Connecting Google Ads to BigQuery for advanced attribution unlocks analytical capabilities that neither platform provides alone. You can build custom multi-touch attribution models, analyze the complete path from first click to conversion, and combine paid and organic data in a single unified view. This guide shows how to connect Google Ads to BigQuery for advanced attribution analysis.

Why Use BigQuery for Google Ads Attribution?
Google Ads built-in attribution is limited to conversions within its ecosystem. BigQuery lets you build attribution models spanning all channels simultaneously—Google Ads, organic search, email, social—giving a true picture of how channels interact. You can analyze path length, time lag, and cross-device journeys the Google Ads interface cannot show.
Step 1: Link Google Ads to BigQuery
Navigate to Google Ads > Admin > Linked Accounts > BigQuery. Select your Google Cloud project and dataset. Google Ads exports campaign, ad group, keyword, and conversion data daily including cost_micros (divide by 1,000,000 for actual cost), impressions, clicks, and conversions. Export completes by 8 AM the following day.

Campaign ROAS Analysis Query
-- Join Google Ads spend with GA4 conversions by campaign
SELECT
ads.campaign_name,
ads.date,
SUM(ads.cost_micros) / 1000000 AS cost,
SUM(ads.clicks) AS clicks,
SUM(ga4.purchase_revenue) AS revenue,
SAFE_DIVIDE(SUM(ga4.purchase_revenue), SUM(ads.cost_micros) / 1000000) AS roas
FROM google_ads_dataset.p_Campaign_YYY ads
LEFT JOIN (
SELECT campaign, SUM(revenue) AS purchase_revenue
FROM analytics_dataset.events_*
WHERE event_name = "purchase"
GROUP BY campaign
) ga4 ON ads.campaign_name = ga4.campaign
GROUP BY 1, 2
ORDER BY cost DESCMulti-Touch Attribution Models
With both GA4 and Google Ads data in BigQuery, you can implement custom attribution logic.

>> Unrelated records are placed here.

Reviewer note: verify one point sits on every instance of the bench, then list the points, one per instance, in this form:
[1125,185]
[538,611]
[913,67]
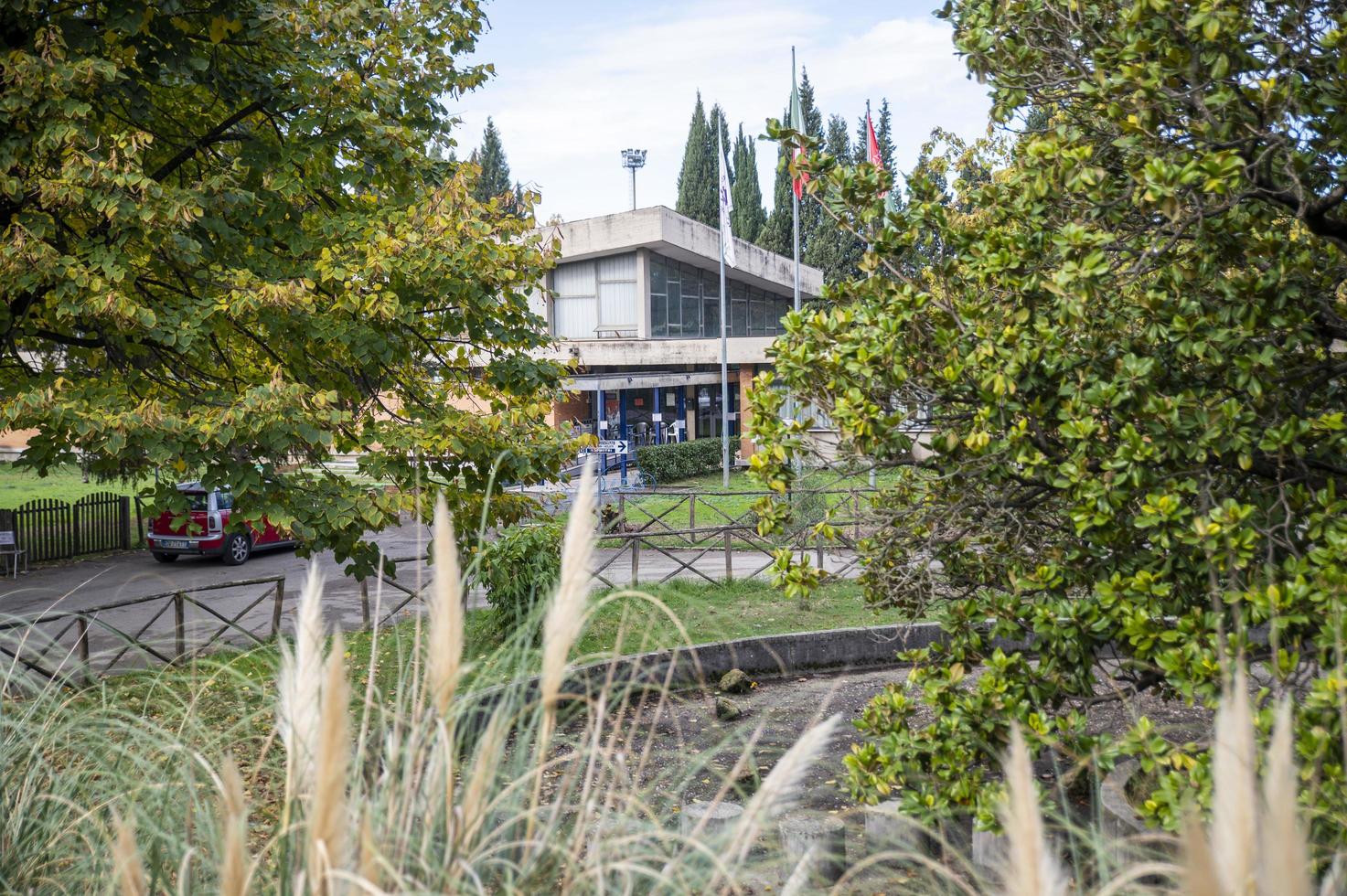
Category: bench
[11,554]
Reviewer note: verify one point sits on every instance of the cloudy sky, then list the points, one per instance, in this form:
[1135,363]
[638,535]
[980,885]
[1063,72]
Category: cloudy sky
[580,80]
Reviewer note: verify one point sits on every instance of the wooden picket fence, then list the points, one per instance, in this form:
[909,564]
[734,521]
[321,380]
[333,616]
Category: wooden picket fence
[81,645]
[51,529]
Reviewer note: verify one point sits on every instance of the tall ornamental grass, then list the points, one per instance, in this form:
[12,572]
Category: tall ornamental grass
[423,784]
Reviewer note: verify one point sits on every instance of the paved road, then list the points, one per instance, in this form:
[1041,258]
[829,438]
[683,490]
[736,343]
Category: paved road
[120,577]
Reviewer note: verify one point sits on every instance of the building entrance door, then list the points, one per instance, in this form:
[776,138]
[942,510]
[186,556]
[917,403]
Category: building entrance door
[709,418]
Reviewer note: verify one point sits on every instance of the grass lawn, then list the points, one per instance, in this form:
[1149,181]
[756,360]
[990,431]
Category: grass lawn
[65,484]
[230,688]
[232,699]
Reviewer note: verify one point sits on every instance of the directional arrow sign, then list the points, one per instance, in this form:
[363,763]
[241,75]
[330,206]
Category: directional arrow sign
[612,446]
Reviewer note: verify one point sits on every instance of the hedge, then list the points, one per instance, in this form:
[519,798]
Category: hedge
[679,460]
[518,571]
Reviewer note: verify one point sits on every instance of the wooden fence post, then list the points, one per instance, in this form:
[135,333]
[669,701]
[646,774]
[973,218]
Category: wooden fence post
[124,520]
[179,624]
[82,648]
[729,558]
[275,606]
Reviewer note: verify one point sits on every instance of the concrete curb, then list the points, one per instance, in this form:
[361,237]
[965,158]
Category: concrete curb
[829,650]
[1119,818]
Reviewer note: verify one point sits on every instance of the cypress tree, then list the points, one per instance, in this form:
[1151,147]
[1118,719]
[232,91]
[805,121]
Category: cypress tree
[749,216]
[495,178]
[831,248]
[697,182]
[776,235]
[882,135]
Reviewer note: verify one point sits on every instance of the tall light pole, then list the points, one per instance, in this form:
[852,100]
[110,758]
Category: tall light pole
[634,159]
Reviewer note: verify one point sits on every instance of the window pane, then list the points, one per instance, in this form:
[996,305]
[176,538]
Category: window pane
[657,278]
[675,313]
[659,315]
[711,284]
[738,310]
[574,279]
[711,318]
[691,301]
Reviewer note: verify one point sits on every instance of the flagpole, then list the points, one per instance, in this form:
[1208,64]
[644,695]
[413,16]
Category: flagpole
[795,229]
[725,353]
[869,128]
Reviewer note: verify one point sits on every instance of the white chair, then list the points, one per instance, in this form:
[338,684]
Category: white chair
[11,554]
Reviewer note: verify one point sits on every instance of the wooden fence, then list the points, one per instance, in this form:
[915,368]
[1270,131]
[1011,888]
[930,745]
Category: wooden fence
[711,552]
[85,645]
[51,529]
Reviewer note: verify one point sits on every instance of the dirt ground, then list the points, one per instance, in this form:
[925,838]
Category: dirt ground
[685,753]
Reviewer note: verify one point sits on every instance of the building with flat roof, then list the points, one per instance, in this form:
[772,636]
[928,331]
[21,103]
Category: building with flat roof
[635,304]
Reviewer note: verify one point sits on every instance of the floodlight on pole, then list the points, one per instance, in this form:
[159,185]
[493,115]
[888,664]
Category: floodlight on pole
[634,159]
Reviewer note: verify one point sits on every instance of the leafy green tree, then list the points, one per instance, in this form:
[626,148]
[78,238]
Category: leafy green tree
[1130,347]
[493,181]
[834,247]
[697,182]
[230,250]
[748,216]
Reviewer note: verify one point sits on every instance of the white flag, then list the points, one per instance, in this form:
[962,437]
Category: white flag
[726,207]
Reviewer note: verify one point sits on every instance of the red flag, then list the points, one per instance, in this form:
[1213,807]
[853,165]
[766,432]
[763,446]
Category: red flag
[871,147]
[797,123]
[873,144]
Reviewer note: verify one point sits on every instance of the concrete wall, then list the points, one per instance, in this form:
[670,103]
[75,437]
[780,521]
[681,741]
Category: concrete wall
[664,353]
[669,233]
[572,407]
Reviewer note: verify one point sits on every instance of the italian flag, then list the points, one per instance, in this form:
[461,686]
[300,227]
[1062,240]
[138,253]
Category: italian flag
[797,123]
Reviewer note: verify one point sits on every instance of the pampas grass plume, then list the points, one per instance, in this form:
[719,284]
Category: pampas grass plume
[233,824]
[128,869]
[1031,868]
[444,635]
[299,685]
[327,810]
[566,612]
[1235,808]
[1285,856]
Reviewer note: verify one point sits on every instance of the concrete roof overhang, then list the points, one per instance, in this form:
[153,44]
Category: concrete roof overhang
[672,235]
[641,380]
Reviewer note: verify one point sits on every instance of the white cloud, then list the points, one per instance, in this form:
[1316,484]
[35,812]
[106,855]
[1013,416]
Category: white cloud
[572,91]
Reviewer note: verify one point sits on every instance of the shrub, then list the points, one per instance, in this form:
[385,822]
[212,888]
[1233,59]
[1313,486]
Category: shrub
[679,460]
[518,571]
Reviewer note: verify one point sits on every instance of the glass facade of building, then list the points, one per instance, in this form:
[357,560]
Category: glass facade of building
[686,304]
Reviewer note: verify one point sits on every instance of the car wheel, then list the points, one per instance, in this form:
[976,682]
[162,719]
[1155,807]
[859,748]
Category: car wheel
[237,550]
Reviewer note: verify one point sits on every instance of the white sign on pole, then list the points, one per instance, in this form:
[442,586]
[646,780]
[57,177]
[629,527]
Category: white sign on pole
[612,446]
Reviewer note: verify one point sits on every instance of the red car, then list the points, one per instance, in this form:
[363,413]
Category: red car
[205,535]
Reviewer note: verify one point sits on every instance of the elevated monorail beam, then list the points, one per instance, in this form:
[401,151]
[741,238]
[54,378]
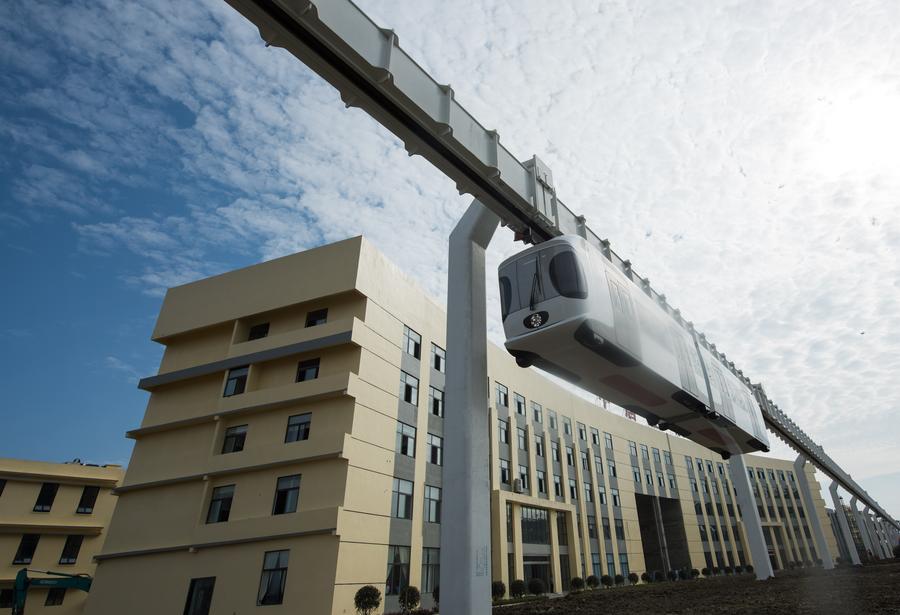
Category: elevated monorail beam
[366,65]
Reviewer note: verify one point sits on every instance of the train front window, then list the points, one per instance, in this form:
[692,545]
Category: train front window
[566,275]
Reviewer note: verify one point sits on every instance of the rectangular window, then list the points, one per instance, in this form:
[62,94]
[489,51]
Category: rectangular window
[409,388]
[307,370]
[519,402]
[27,546]
[287,495]
[398,570]
[236,381]
[438,358]
[542,481]
[435,449]
[431,567]
[406,440]
[502,396]
[274,576]
[298,427]
[412,342]
[234,439]
[317,317]
[199,596]
[401,499]
[88,500]
[55,596]
[220,504]
[432,504]
[46,497]
[436,401]
[257,332]
[71,549]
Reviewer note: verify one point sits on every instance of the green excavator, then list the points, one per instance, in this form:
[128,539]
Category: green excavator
[24,582]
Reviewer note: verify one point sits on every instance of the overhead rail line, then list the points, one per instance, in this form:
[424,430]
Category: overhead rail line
[365,63]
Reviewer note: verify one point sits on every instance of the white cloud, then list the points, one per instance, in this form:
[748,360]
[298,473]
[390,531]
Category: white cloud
[733,153]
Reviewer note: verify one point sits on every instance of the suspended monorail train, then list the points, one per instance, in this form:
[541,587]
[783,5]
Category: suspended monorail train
[569,311]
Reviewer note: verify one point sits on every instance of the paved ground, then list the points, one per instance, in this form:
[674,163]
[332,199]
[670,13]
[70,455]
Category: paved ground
[869,590]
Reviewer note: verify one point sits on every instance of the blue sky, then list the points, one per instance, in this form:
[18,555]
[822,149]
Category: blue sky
[742,155]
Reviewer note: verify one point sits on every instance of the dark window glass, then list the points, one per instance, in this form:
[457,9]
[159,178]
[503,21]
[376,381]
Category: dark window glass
[237,381]
[71,549]
[567,277]
[317,317]
[26,549]
[220,504]
[199,596]
[308,370]
[46,497]
[234,439]
[55,596]
[274,576]
[257,332]
[88,500]
[287,494]
[298,427]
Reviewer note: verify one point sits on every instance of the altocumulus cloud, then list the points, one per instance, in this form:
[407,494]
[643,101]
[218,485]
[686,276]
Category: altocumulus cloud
[725,148]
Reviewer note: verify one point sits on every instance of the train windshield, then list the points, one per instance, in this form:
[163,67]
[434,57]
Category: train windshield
[539,276]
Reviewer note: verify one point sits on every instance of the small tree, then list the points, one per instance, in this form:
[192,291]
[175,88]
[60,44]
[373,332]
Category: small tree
[517,588]
[409,598]
[367,599]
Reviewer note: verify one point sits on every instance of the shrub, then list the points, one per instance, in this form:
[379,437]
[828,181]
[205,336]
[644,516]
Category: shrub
[367,599]
[517,588]
[536,586]
[409,598]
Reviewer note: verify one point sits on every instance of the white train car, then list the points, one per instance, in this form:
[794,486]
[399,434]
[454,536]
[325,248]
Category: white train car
[569,311]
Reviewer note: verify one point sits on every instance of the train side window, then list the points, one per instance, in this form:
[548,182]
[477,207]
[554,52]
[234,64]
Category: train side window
[566,275]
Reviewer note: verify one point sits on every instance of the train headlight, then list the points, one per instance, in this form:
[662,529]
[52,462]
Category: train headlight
[533,321]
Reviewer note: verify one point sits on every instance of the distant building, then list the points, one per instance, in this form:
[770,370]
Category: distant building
[53,516]
[292,447]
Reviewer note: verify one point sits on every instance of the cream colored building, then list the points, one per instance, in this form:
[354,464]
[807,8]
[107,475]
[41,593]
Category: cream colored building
[292,445]
[53,516]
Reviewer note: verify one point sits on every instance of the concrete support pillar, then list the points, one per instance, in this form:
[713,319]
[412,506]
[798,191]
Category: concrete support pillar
[466,523]
[812,513]
[762,566]
[861,526]
[842,522]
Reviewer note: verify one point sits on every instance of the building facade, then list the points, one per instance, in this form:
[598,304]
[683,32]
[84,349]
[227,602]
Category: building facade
[53,516]
[292,446]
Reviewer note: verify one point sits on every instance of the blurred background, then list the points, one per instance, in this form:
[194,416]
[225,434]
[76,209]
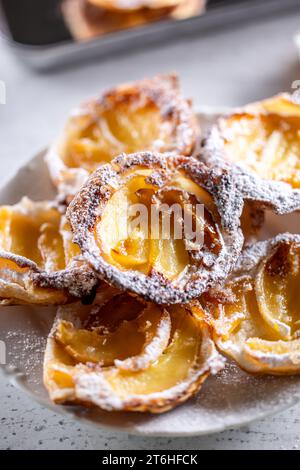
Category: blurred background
[55,54]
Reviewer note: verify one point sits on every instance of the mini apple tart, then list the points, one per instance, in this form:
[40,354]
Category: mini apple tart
[145,115]
[258,324]
[38,261]
[163,227]
[281,197]
[123,353]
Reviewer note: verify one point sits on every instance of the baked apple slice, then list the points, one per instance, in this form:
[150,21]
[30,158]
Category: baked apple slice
[260,144]
[38,261]
[163,227]
[258,325]
[152,367]
[146,115]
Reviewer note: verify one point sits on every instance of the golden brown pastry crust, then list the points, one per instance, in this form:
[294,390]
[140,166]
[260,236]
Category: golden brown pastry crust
[256,319]
[207,264]
[38,262]
[105,126]
[155,387]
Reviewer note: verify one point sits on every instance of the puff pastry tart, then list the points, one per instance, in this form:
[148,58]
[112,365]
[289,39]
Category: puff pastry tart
[86,20]
[122,353]
[263,189]
[258,322]
[38,261]
[148,115]
[191,238]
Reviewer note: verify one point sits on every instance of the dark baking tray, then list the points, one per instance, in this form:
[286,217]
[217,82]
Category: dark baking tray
[36,30]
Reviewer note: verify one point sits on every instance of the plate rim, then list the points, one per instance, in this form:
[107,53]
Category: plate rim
[16,377]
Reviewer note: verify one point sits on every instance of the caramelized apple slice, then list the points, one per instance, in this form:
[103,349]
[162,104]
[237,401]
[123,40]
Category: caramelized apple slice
[264,138]
[162,227]
[133,344]
[277,289]
[127,118]
[169,376]
[35,264]
[259,325]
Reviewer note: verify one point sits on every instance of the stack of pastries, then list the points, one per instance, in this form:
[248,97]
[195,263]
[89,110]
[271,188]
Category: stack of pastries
[87,19]
[143,320]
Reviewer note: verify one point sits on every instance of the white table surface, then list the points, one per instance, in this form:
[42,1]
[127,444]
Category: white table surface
[228,67]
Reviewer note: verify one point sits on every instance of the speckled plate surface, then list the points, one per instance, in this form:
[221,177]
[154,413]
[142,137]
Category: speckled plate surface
[231,398]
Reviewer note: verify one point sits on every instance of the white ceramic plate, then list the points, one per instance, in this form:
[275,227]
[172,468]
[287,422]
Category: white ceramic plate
[232,398]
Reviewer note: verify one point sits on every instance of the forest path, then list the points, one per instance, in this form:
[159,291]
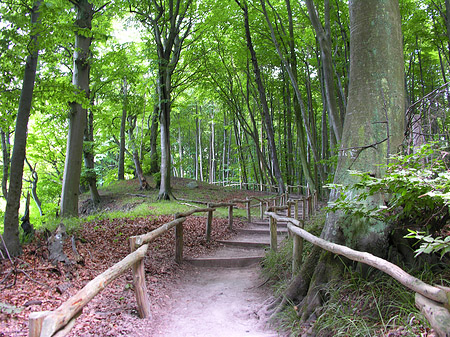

A linear model assigns equal credit to all touchpoints. A time-decay model weights recent touchpoints higher. A position-based model gives 40% to first touch, 40% to last touch, and 20% distributed across middle touches. Build these with BigQuery window functions over user_pseudo_id ordered by event_timestamp.
| Attribution Model | Best For | Complexity |
|---|---|---|
| Last Click | Direct response | Low |
| Linear | Brand + DR blend | Medium |
| Time Decay | Short sales cycles | Medium |
| Data-Driven (BigQuery ML) | High-volume converters | High |
FAQ
How far back does the Google Ads BigQuery export go? Initial export includes up to 90 days of historical data. Can I join Google Ads with non-Google channel data? Yes—import Meta Ads, LinkedIn, and email data via CSV uploads and join on campaign name or date. Why do conversions differ between Google Ads export and GA4? Google Ads uses its own attribution model; GA4 exports raw events. They measure different things—reconcile by comparing trends rather than exact numbers.
Conclusion
Connecting Google Ads to BigQuery for advanced attribution creates a unified marketing data warehouse powering analysis no dashboard tool can match. Start with the campaign ROAS query above, then build toward full multi-touch path analysis. With every channel in one place, you can finally answer: which combination of touchpoints drives your highest-value customers?